Commencement Address by Ms. Julia Ong (CAS, ’08), May 18, 2008

Commencement Address delivered by Ms. Julia Ong (CAS, ’08)
School of Management Auditorium, Boston University, May 18, 2008

Distinguished faculty and staff, family, friends, and fellow classmates of the graduating class of 2008, welcome. I would like to thank you all for giving me the privilege to stand here before you today and be apart of this ceremonious event. Most importantly, I would like to thank my parents, who are attending their fourth and final college commencement ceremony. Without their unending support and belief in me I would not be standing here before you all.
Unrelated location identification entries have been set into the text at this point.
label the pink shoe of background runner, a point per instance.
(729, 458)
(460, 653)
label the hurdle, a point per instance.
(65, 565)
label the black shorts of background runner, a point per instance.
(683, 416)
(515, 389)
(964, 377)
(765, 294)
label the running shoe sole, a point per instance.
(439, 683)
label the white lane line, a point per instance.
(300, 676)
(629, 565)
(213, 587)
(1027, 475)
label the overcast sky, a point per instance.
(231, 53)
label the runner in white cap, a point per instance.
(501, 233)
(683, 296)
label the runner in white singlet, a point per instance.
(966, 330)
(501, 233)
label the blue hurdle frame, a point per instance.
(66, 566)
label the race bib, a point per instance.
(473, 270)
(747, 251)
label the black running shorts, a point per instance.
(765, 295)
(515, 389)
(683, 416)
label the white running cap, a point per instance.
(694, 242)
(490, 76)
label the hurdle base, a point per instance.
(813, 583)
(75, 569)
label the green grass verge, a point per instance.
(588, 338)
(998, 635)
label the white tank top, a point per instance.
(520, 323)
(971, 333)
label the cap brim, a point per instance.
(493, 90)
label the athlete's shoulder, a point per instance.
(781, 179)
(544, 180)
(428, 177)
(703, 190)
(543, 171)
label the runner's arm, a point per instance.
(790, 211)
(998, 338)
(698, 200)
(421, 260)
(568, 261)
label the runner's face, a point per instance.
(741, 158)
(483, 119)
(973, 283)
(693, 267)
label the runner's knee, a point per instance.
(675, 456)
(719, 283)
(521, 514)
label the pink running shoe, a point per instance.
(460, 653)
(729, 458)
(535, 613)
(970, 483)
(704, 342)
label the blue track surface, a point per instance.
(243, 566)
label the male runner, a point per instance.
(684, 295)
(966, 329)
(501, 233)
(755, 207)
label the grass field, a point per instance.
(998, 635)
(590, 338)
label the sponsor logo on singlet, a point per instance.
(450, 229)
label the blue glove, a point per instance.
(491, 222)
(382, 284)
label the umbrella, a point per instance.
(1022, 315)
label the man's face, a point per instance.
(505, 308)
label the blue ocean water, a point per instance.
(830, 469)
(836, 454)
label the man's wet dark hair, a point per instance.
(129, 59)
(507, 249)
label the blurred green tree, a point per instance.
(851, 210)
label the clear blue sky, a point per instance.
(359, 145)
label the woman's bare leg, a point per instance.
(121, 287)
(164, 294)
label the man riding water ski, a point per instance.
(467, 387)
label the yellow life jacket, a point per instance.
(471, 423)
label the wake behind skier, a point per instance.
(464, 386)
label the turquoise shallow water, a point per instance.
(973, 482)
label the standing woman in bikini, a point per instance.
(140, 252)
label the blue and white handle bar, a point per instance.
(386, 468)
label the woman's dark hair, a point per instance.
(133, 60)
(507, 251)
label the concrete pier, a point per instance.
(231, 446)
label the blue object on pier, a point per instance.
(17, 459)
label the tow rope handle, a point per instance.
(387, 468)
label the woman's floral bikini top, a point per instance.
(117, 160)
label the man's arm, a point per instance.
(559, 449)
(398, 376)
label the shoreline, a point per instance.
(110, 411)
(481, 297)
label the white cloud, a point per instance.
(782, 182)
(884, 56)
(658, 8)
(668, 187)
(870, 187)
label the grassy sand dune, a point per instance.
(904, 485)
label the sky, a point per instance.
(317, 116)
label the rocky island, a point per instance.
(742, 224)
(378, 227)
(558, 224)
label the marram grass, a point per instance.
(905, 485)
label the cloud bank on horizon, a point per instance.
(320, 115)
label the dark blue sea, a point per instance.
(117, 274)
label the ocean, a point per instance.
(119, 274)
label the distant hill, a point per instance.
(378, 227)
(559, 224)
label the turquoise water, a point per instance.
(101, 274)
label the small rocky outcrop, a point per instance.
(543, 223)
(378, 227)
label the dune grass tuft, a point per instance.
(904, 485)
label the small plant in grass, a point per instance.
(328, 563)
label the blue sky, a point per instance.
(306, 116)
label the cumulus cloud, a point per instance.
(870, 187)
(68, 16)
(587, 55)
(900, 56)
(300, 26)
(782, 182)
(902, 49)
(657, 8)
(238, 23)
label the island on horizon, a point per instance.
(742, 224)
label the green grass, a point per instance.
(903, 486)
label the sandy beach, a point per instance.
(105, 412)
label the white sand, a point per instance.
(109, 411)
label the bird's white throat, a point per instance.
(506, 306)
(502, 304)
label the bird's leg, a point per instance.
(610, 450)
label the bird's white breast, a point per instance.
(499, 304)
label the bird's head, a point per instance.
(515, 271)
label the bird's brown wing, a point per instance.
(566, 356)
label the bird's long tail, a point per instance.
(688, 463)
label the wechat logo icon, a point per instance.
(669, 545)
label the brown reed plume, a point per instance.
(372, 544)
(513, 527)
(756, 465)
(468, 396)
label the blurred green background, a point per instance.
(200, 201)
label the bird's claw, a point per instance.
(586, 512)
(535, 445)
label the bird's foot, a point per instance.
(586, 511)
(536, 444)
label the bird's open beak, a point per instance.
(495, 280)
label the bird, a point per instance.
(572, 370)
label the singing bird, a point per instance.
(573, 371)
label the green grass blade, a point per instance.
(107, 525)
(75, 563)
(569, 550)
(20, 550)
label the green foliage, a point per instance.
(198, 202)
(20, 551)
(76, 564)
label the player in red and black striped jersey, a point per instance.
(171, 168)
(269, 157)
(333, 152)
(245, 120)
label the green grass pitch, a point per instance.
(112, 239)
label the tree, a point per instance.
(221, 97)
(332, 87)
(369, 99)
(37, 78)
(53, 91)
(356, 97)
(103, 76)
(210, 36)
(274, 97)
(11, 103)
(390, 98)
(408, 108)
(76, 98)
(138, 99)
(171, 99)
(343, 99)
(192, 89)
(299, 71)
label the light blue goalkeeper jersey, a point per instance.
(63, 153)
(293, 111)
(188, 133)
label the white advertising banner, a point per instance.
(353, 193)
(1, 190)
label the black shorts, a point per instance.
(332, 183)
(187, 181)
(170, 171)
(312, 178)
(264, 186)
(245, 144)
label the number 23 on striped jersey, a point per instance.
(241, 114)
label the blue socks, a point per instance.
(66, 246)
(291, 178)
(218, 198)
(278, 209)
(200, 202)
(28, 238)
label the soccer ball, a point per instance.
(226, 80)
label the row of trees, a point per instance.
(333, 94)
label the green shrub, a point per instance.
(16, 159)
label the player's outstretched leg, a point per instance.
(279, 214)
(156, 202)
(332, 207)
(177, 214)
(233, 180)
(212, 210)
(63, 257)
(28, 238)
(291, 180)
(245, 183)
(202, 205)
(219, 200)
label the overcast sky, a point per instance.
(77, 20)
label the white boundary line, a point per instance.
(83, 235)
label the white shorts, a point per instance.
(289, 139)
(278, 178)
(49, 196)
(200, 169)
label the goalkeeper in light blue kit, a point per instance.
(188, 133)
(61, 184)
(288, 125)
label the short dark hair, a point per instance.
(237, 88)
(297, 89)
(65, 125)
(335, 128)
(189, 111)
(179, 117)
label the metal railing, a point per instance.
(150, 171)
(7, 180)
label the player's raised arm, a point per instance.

So thank you Mom and Dad.

Four years ago, I was standing before a similar audience: my high school graduating class of 2004. I stood before them and spoke about passions and dreams and spoke about following those dreams passionately. About making a difference. About changing the world. And as I entered Boston University, as an eager freshman with that mindset, I was ready to make a mark within this large community. I saw college as a new arena to do what I hadn’t done in high school. I wanted to do it big the second time around. To sign up for every club, for every charitable organization, for student government, for the dean’s host. I wanted to be active in any and every way possible. But as we all learned in high school, and certainly again in college, you can’t do it all.

So as I sat down to write this speech, for this graduating class of collegiate scholars, I felt less of a need to speak so grandly. After four years here at Boston University, studying in the College of Arts and Sciences, exploring different subjects and finding one field that enticed me, I’ve realized you can’t attain the big things without understanding the smaller ones first. Without cherishing them first.

Upon commencement, there are many people eager to give us advice and remind us that we are the future generation. We have a duty, a responsibility to use our education as a tool for change and progress. I firmly believe that. I still believe we can make a difference and we can change the world and that the world needs us. However, it’s not the same belief I once spouted four years ago. It isn’t about touching the entire world in a dramatic fashion. Instead, it’s about making a difference within our communities, within our relationships, within ourselves. It’s about remembering always where we’ve come from to understand how far we’ve come. It’s about acknowledging and giving credit to those who’ve helped us come as far as we have

I think about the poem I read by the American slam poet, Taylor Mali, entitled “What a Teacher Makes.” In the poem, the people are at a dinner party and one pompous guy says, “What’s a kid going to learn from someone who decided his best option in life was to become a teacher?” And then asks the teacher at the dinner table, “I mean, you’re a teacher, Taylor,” he says. “Be honest. What do you make?” The teacher responds with these words:

“I make kids work harder than they ever thought they could. I can make a C+ feel like a Congressional medal of honor and an A- feel like a slap in the face. How dare you waste my time with anything less than your very best.

I make kids sit through 40 minutes of study hall in absolute silence. No, you may not work in groups. No, you may not ask a question. Why won’t I let you get a drink of water? Because you’re not thirsty, you’re bored, that’s why.

I make parents tremble in fear when I call home; I make parents see their children for who they are and what they can be.

You want to know what I make?
I make kids wonder,
I make them question.
I make them criticize.
I make them apologize and mean it.
I make them write.
I make them read, read, read.
I make them spell definitely beautiful, definitely beautiful, definitely beautiful over and over and over again until they will never misspell either one of those words again.
I make them show all their work in math.
And hide it on their final drafts in English.
Let me break it down for you, so you know what I say is true:
I make a goddamn difference! What about you?”

I want us to remember to never become the pompous person at the dinner table. To remember our professors, our advisors, our mentors, to remember those who taught us something valuable, whether big or small, in life. And then I want us to strive to be one of them. Not necessarily a teacher in academia. But a teacher in life, a teacher for someone.

We’ve all been blessed with the opportunity to graduate from a distinguished university and learn from the best. But what we have been blessed with will mean little if we don’t use our knowledge valuably. As we step out of college, and continue on with our lives, searching for jobs, searching for what to do with our liberal arts degrees, searching for some sort of purpose, I want us to remember that it’s not simply about the big dream. That isn’t to say, don’t have a dream. Do. Dream. Dream big. But remember that it’s always about the process in between. It’s about the minor accomplishments that total our passions.

It’s about the time when I performed my own choreography for a live audience of 250 people. It’s about the time when my freshmen mentee called me up when she broke her leg, knowing that I would be able to help her. It’s about the time when I stood before seventeen of my classmates and delivered a speech that moved me, and some of them to tears. It’s about the time when I stopped by office hours to ask for help and ended up discovering more about the remarkable man across from me than the significance behind the Allegory of the Cave in Plato’s Republic.

It’s about the discovery that occurs along the journey that matters most. And with that, I ask of you all to be open to this discovery and to go after those small, but substantial, accomplishments with as much gusto as you do for the big dream.

Congratulations and best of luck Class of 2008!